Regresando a lo apuntado por Benedetto Croce, podríamos añadir que en esa historia por la defensa de la libertad política, que posteriormente veremos encarnarse en el modelo liberal, España no puede quedar a un lado; ni siquiera si damos por válido el carácter oscurantista del país, pues este sería un motivo mayor para que surgiese una resistencia a los poderes absolutos. Autores como Cervantes, corrientes como la erasmista y todos los heterodoxos que estudió Menéndez Pelayo están muy alejados de esa España negra que nos recordaba Croce, y son los antecedentes en la defensa de la libertad que defenderá́ posteriormente el liberalismo político español. Esta es, en gran medida, la tesis de Fernando de los Ríos, que en la citada conferencia en México establece una clara línea de continuidad entre erasmismo, ilustración, liberalismo y finalmente la Institución Libre de Enseñanza. Para De los Ríos, la futura Constitución democrática que acabe con la dictadura franquista tendrá que estar enraizada en esta tradición española.

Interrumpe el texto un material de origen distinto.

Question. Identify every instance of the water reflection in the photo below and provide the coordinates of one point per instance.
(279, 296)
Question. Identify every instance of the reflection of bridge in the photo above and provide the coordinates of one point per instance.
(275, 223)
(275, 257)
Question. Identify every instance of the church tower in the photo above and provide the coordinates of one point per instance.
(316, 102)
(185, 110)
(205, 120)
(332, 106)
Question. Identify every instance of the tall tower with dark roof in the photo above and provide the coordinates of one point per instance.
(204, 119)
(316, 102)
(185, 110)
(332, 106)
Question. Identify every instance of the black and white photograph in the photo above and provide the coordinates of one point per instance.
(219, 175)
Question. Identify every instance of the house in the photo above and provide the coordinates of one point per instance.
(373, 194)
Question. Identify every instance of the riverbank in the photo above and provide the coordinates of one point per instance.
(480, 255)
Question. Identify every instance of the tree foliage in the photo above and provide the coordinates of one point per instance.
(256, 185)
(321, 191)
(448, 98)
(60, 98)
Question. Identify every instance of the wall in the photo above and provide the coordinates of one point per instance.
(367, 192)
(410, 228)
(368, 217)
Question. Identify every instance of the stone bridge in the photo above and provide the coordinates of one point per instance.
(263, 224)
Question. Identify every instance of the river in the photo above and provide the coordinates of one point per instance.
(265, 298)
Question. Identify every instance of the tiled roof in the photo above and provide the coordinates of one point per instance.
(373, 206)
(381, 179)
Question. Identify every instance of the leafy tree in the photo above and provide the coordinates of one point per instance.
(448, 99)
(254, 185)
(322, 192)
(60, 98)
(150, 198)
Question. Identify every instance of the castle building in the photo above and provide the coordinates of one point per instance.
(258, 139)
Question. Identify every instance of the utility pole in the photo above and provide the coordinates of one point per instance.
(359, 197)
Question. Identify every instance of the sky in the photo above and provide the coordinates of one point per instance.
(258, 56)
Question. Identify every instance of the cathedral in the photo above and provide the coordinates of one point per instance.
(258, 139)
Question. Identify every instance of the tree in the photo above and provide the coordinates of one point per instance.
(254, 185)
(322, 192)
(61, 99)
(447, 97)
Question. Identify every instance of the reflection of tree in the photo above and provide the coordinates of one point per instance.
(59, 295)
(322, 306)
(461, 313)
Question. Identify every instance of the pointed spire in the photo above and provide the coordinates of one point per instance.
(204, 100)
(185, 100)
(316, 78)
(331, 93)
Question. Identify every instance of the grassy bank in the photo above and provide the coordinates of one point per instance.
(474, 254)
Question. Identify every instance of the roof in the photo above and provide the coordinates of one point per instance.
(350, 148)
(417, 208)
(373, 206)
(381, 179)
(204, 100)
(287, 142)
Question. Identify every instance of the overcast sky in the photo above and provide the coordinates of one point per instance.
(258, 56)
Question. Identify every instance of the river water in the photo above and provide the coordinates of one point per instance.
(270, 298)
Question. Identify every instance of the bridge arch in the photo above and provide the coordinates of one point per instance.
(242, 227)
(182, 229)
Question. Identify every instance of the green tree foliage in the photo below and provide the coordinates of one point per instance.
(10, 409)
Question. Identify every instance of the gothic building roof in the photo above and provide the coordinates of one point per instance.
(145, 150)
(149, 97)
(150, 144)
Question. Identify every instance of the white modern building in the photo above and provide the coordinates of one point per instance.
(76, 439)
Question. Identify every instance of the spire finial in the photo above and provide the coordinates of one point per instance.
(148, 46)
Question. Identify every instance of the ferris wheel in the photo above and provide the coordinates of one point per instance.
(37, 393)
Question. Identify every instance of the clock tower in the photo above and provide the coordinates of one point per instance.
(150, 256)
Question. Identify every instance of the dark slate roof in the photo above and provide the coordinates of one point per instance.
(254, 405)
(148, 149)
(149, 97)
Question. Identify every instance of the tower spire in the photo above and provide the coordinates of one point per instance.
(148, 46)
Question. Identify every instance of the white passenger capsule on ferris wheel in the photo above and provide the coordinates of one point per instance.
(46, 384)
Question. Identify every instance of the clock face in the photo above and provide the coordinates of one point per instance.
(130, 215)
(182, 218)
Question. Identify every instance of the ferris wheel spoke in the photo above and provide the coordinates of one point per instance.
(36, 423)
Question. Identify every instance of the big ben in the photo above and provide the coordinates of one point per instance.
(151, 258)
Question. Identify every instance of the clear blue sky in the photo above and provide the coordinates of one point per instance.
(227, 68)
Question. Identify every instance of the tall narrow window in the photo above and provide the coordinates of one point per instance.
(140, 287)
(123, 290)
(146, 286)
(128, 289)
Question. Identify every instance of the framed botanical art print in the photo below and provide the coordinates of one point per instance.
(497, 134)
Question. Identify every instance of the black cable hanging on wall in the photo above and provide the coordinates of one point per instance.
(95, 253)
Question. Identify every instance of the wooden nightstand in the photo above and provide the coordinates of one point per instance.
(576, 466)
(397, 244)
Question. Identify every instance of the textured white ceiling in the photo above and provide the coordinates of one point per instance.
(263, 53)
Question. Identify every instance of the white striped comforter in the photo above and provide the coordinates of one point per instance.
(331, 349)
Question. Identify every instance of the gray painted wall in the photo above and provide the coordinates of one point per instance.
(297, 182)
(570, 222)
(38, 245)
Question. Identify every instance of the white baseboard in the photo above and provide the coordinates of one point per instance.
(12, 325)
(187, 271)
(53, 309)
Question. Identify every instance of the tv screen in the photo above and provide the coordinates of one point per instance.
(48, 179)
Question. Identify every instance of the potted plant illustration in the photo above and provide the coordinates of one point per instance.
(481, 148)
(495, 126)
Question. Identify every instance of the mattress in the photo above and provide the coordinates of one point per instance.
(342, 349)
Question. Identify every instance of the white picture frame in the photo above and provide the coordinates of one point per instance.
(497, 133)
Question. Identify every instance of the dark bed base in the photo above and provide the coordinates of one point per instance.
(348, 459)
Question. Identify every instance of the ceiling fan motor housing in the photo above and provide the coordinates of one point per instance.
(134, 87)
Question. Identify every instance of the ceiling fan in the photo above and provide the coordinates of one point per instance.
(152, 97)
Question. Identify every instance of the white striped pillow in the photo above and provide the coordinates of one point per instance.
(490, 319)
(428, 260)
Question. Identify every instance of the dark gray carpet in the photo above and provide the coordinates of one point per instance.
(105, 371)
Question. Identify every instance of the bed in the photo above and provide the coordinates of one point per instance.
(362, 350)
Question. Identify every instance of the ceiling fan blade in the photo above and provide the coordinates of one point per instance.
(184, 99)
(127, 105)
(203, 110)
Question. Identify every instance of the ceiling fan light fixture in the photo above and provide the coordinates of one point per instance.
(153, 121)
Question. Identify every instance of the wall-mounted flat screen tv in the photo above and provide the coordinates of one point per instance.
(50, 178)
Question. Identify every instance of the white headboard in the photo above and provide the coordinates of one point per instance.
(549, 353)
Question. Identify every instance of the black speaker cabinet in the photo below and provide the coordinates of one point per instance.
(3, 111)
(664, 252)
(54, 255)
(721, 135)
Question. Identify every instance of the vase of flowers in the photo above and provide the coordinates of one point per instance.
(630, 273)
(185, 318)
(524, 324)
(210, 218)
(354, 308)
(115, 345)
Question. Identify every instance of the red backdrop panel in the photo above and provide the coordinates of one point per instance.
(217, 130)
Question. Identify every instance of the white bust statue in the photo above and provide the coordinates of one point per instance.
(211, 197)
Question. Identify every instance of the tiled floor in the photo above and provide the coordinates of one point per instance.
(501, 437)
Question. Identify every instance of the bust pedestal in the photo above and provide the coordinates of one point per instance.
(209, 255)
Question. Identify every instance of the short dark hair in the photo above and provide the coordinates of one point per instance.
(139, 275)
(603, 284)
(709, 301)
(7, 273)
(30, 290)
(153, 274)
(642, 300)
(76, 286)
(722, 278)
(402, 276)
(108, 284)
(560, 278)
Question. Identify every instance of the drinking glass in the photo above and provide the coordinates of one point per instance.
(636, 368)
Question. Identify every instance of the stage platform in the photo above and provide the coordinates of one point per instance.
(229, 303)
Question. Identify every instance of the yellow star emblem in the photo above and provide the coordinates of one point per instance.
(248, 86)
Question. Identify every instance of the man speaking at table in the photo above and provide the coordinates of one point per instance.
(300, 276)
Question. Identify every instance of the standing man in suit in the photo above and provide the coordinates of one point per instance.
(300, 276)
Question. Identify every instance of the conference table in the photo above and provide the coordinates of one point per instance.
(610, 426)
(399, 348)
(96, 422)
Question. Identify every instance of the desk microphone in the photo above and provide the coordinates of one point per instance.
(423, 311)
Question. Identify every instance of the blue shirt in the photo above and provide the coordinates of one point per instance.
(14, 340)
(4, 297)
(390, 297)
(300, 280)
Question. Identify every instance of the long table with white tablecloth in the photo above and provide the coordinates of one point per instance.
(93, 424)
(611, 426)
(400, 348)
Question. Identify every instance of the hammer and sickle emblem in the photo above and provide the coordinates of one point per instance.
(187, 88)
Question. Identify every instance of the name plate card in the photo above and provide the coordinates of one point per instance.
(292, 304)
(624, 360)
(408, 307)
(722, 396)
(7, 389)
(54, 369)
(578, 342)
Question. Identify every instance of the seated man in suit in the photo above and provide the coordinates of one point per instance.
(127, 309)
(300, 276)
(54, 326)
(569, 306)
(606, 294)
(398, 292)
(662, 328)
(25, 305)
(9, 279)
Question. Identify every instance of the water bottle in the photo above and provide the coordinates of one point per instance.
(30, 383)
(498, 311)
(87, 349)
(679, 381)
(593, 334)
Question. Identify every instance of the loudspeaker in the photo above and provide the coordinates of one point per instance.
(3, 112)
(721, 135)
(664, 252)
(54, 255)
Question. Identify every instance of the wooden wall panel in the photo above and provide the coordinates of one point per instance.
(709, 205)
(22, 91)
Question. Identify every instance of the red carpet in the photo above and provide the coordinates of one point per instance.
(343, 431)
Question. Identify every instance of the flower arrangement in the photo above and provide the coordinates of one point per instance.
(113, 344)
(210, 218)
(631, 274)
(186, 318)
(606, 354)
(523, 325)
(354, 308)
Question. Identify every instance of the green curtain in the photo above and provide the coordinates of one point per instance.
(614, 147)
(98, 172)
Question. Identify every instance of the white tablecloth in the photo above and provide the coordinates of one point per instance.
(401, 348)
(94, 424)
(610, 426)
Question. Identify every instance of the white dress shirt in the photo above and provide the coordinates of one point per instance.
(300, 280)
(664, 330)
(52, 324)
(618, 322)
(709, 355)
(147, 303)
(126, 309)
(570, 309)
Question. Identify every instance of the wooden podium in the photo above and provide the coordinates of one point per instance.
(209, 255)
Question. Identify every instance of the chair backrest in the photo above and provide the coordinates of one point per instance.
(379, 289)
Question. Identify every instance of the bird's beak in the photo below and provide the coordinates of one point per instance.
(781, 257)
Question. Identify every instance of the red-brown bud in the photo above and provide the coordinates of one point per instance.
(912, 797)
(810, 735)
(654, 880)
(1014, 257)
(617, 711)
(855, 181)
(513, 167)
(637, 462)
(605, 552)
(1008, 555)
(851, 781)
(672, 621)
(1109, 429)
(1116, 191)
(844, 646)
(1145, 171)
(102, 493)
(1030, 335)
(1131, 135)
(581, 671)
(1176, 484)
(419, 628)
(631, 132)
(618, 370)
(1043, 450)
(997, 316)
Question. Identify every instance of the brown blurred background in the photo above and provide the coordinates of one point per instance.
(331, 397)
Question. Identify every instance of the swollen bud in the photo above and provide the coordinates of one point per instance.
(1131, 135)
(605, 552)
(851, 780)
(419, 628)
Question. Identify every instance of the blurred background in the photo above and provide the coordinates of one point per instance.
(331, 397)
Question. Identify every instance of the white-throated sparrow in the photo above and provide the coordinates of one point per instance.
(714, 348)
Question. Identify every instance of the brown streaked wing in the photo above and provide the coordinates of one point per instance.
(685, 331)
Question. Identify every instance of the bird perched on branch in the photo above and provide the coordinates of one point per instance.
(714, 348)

Cierto es que no desarrolla la relación entre erasmistas e ilustrados, pero la deja apuntada. Una relación que ha demostrado José María Ridao en su libro Contra la historia, donde le dedica un capítulo entero (Ridao, 2000, pp. 166-182). La conexión entre erasmistas e ilustrados se pone de manifiesto, por ejemplo, cuando comprobamos que tanto unos como otros se propusieron transferir la fe al ámbito de la intimidad para que la esfera pública se gobernase en una atmósfera de tolerancia. Sin embargo, también están en sintonía en otras cuestiones políticas y sociales, como que el hombre es productos de sus obras y que para distinguir a las personas se debe tomar en cuenta sobre todo el mérito personal, y no únicamente su condición de cristiano viejo. Asimismo, coinciden en otras cuestiones, como su preocupación por la pobreza. Pero, sobre las conexiones, Ridao resalta la importancia de la mirada del otro. Tanto Cervantes como Cadalso eligen a alguien ajeno a la cultura cristiana —Cide Hamete Benengeli o Gazel y Ben Beley— para que nos narre nuestra historia.
En esa línea de continuidad establecida entre erasmistas e ilustrados, De los Ríos se detiene en la «maravillosa figura de Jovellanos» (Ríos, 1997, p. 348); algo que no puede extrañar, porque precisamente el pensador ilustrado se situó en una posición compleja: contra el absolutismo del Antiguo Régimen, pero también contra el liberalismo revolucionario decimonónico. Probablemente, este sería el motivo por el que Fernando de los Ríos encontró en Jovellanos un referente, un antecedente de sus propias posiciones, que también fueron reformistas pero enfrentadas a las revoluciones de su tiempo. La continuidad de esa tradición heterodoxa se mantiene en el XIX con liberales como Larra y posteriormente con la Institución Libre de Enseñanza. Pero no está enfrentando dos Españas que viven en perpetua guerra y que en política representan la izquierda y la derecha, liberales y conservadores. En ese sentido es categórico, no cae en maniqueísmos y en la propia conferencia denuncia a los que desde la izquierda tampoco respetan la libertad de conciencia (Ríos, 1997, p. 348).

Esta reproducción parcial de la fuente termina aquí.